I lachrymosely read the news about District 97 and the park district considering joint office space in the parking lot behind village hall. More than 20 years ago, the late Oak Leaves writer Charlotte Cooper referred to my non-stop lobbying for eradication of duplication of government services as a means toward efficiency and tax relief.

The various proposals I made over the decades include bundling of newsletters, consolidation of D97 and District 200, dissolution of the library, park district, and township as separate taxing districts, construction of a park district/D200 athletic field over the OPRF High School parking lot, and placing D97, park district, and township offices together in a building behind village hall to aid communication and free their properties on Madison Street and Oak Park Avenue for commercial development and property and sales tax generation.

I was happy that years ago the library bundled its newsletter with that of the village. In the most recent village newsletter, I see that D97 and D200 now include their news notes with those of the village and library. I suggest the park district and township also ask to come aboard.

The news, however, that with Jan Arnold at the helm, the park district and D97 now find the parking lot office space viable for what we should call our “civic center” is a major advance in efficiency and tax relief. Both the park district and D97 are heavily vested in children’s programs. A brief perusal of their programs, however, indicate duplication of efforts. Now, with offices literally down the hall, such inefficiencies will be reduced.

The problem they confront is parking. I have always proposed that the offices be built on stilts over the parking lot. This allows retention of the parking lot and removes the need for snow shoveling and repaving, saving additional, although modest, taxpayer money. A pedway between the current village hall and the new structure would facilitate communication between all three units of government.

It is now up to Oak Park Township head David Boulanger to contact D97 and the park district and, to reverse the ever-expanding non-tax-generating blueprint of the township on our central business district, ask to be a partner in the new civic center. They, too, have a sizable offering of youth programs. They, too, should be housed with D97 and the park district. The library should also move their offices to the civic center.

As cooperation evolves, the nonsensical, inefficient, and wasteful existence of separate library, park district, and township governments will become obvious and these units of government could be absorbed, their programs intact, by the village.

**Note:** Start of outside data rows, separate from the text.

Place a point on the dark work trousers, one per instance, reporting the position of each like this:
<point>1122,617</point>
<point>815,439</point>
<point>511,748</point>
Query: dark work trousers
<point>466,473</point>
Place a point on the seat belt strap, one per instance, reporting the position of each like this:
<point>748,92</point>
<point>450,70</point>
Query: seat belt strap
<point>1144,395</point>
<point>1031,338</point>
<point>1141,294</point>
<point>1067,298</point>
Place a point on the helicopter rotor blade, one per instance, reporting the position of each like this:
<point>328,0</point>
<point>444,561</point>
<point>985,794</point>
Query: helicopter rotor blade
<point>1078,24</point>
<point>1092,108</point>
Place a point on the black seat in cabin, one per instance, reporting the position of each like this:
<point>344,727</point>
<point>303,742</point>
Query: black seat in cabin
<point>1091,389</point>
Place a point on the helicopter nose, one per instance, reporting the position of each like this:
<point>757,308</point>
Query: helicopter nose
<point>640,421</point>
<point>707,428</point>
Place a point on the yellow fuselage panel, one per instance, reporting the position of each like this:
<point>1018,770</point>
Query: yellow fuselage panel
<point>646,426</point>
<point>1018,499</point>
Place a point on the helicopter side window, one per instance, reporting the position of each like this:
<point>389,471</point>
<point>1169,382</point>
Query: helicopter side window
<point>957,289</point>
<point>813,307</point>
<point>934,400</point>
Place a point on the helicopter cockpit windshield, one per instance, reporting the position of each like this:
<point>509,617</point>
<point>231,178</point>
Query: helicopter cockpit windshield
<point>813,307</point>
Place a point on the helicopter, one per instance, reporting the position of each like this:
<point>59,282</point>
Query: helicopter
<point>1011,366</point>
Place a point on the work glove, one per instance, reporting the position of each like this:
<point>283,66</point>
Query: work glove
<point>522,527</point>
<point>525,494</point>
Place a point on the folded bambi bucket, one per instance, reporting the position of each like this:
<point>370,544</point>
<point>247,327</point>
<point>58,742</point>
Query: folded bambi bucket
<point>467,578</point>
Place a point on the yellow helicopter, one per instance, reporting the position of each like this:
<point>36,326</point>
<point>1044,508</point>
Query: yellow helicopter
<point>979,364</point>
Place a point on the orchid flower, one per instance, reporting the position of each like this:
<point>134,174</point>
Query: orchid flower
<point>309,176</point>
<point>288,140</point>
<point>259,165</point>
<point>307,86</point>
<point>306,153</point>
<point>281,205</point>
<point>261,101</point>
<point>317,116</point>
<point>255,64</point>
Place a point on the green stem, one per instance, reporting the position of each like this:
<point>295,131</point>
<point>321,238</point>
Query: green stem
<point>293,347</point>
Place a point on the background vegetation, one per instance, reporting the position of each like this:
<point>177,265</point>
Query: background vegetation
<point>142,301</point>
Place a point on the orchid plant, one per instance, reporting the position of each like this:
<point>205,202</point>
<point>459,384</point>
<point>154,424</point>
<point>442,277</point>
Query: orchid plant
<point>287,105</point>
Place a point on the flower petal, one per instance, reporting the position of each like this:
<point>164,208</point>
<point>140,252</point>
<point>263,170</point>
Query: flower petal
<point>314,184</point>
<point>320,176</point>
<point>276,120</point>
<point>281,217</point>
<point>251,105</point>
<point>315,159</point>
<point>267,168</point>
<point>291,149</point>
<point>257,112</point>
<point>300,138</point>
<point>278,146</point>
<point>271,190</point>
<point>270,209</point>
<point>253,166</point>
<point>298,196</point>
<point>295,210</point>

Then, D97 and D200 should begin consolidation discussions, following the efforts of myself and Sharon Patchak-Layman a decade or so ago. (State law allows such consolidation even though D200 includes residents of River Forest.)

After that, with a glorious civic center at the east end of the village, the village can take up our formal proposal, presented since 1984 and in its fourth incarnation in 2009, for a fine and performing arts/cultural and conference center in the context of a restaurant/retail park at South Blvd and Harlem. This would become the focus point for our cultural life, at the west end of the village.